British Airways rose as much as 1.8 per cent in London trading and was little changed at 238.3 pence at 8:34 am local time. Iberia initially rose as much as 2 per cent after the announcement and traded little changed in Madrid at ¤2.62.
British Airways, which has been in talks on the merger since mid-2008, needs a bigger route network to match larger rivals Air France-KLM Group and Deutsche Lufthansa AG. The new group will generate annual savings of about 400 million euros ($532 million) in the fifth year, British Airways said.
Labor unions and British Airways agreed on March 16 on contribution and benefit concessions to help close the retirement funds’ deficit. Fund trustees must approve that accord by June 30.
The accord came as UAL Corp.’s United Airlines and US Airways Group Inc., both of which filed for bankruptcy in the last decade, are holding talks on a merger that would reshape the US industry, two people familiar with the matter said.

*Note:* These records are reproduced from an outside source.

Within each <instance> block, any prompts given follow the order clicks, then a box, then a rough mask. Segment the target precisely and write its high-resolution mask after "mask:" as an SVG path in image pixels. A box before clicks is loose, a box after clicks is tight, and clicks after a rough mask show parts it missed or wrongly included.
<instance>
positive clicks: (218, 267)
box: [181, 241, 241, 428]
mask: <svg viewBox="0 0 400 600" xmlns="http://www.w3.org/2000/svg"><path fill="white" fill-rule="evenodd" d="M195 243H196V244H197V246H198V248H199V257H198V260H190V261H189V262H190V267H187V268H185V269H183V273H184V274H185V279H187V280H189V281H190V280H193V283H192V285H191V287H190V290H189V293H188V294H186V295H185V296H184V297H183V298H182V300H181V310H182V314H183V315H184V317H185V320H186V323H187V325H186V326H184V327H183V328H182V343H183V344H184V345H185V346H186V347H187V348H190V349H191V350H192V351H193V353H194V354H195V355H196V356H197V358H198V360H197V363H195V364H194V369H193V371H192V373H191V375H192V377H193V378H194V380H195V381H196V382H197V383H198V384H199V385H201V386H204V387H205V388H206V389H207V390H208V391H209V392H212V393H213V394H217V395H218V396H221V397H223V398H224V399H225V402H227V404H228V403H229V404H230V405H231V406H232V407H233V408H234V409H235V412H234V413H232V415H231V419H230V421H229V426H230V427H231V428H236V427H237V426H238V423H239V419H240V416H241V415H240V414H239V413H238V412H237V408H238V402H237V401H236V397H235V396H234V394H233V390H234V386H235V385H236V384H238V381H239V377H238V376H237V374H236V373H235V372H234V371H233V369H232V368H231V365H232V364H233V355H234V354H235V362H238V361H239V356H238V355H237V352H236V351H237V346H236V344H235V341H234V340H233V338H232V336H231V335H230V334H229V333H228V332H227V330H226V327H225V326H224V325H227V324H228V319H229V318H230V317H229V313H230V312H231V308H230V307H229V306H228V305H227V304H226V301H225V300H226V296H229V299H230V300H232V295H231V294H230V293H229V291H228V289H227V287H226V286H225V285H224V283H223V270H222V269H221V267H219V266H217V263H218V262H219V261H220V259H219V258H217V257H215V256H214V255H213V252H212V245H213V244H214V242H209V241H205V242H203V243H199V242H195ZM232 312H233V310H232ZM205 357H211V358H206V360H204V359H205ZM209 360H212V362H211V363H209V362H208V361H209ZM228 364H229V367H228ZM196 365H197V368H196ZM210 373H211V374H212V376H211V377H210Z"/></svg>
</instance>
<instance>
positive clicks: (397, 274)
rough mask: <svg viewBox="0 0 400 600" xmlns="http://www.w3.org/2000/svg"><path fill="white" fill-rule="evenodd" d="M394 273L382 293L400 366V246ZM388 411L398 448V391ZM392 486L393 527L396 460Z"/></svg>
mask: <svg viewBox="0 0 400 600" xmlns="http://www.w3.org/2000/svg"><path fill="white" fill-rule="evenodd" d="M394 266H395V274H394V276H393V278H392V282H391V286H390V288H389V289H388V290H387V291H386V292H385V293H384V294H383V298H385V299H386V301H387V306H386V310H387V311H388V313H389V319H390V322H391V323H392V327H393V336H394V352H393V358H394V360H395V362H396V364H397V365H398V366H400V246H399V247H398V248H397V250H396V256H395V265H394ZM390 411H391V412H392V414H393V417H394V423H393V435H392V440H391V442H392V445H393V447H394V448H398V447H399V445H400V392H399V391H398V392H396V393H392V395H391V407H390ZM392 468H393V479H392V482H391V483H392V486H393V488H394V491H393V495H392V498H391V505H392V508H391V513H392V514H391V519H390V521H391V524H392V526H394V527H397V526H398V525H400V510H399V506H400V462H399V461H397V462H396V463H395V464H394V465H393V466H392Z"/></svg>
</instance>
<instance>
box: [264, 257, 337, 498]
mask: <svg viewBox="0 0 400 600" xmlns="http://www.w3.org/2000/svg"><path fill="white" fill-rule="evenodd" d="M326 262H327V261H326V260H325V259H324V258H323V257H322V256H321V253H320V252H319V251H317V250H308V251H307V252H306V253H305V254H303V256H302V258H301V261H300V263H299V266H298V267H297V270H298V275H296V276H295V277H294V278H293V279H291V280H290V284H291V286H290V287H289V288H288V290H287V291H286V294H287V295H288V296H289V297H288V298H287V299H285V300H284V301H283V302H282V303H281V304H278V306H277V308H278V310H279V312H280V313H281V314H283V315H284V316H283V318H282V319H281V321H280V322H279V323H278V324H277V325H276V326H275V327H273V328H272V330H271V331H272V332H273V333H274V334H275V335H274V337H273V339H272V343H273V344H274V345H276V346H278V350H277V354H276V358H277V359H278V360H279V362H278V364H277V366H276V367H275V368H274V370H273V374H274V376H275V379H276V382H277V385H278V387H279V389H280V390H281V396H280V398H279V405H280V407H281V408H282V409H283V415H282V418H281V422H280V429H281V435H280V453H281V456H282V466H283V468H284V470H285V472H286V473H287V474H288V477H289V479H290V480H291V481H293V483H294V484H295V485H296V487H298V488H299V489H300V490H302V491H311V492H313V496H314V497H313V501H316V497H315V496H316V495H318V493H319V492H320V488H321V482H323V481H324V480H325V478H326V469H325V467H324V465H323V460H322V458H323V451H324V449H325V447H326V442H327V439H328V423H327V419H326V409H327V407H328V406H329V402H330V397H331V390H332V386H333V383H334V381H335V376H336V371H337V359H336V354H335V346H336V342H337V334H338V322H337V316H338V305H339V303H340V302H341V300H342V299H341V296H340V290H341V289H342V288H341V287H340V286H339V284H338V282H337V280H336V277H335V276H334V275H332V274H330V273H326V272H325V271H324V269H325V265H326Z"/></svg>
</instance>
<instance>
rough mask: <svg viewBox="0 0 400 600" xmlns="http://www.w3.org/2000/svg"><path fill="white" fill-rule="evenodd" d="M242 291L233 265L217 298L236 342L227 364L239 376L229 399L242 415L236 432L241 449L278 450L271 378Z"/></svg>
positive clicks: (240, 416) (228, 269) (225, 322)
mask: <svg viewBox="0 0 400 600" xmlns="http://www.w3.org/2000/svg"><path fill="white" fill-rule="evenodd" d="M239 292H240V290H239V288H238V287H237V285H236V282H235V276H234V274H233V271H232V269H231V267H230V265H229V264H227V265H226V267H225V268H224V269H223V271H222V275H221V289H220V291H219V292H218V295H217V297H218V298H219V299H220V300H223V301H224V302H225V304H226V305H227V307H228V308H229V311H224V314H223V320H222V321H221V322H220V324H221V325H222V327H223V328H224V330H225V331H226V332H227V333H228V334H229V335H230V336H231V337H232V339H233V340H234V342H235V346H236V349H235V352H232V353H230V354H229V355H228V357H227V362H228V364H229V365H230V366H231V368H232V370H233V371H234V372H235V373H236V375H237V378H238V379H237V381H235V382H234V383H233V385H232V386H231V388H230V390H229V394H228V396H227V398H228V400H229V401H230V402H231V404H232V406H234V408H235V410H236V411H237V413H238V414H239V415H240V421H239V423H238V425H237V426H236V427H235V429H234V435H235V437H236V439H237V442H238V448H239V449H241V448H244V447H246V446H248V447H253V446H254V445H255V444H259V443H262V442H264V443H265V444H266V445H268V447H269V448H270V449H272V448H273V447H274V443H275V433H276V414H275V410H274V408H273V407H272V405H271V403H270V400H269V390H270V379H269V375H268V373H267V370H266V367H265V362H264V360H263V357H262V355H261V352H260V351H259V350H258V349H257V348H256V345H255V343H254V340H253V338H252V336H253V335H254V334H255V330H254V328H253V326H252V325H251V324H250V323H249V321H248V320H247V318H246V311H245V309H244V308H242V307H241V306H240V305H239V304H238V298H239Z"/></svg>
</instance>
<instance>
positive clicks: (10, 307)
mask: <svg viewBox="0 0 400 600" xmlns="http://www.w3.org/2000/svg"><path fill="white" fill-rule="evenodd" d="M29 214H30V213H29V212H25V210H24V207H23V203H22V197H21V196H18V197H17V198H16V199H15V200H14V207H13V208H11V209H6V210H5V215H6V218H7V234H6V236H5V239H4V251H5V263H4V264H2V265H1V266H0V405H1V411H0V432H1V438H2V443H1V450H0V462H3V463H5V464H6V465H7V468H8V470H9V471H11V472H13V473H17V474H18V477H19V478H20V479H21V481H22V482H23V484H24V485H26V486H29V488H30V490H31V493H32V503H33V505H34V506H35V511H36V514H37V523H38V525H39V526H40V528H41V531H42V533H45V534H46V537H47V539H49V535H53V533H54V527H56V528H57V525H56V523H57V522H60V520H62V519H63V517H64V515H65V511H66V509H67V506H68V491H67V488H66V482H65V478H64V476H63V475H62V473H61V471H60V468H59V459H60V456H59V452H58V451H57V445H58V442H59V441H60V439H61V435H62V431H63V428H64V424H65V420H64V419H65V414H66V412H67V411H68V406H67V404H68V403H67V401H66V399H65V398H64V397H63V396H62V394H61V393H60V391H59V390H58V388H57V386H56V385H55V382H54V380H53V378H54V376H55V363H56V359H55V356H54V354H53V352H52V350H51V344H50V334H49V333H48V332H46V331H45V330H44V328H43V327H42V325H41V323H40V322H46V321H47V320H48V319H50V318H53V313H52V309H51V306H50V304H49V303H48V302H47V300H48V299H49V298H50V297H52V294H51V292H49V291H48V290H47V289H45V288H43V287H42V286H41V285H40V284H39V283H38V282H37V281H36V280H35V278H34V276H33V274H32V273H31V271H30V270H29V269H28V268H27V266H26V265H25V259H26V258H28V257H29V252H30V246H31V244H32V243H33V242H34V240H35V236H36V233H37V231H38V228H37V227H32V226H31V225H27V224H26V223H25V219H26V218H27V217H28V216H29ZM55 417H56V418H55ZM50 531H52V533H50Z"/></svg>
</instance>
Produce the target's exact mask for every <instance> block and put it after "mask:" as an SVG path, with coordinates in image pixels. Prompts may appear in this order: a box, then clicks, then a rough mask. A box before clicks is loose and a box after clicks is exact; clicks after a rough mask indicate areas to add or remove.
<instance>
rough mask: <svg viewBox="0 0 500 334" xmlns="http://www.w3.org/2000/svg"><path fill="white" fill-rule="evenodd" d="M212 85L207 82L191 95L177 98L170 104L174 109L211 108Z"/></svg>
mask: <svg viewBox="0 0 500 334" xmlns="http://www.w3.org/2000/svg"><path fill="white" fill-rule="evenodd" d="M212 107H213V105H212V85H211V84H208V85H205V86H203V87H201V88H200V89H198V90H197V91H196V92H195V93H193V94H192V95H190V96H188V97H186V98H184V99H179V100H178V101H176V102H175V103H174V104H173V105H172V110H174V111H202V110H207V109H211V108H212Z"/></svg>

Discussions began in mid-February on the tie-up, which would help United steer travelers to international flights from US Airways’ domestic routes, said one of the people, who asked not to be identified because the negotiations are private.
The British Airways agreement with Iberia will provide a boost to Chief Executive Officer Willie Walsh after the UK airline was forced to cancel hundreds of flights last month as a result of a strike by flight attendants. The walkout, in a dispute over pay and staffing levels, cost British Airways tens of millions of pounds for rescheduling passengers and hiring crew and planes from other airlines to keep operations running.
British Airways won initial clearance from the US government in February to deepen a marketing alliance with AMR Corp’s American Airlines on North Atlantic routes. Iberia, Finnair Oyj and Royal Jordanian Airlines are also part of the agreement, which is still being evaluated by the European Union.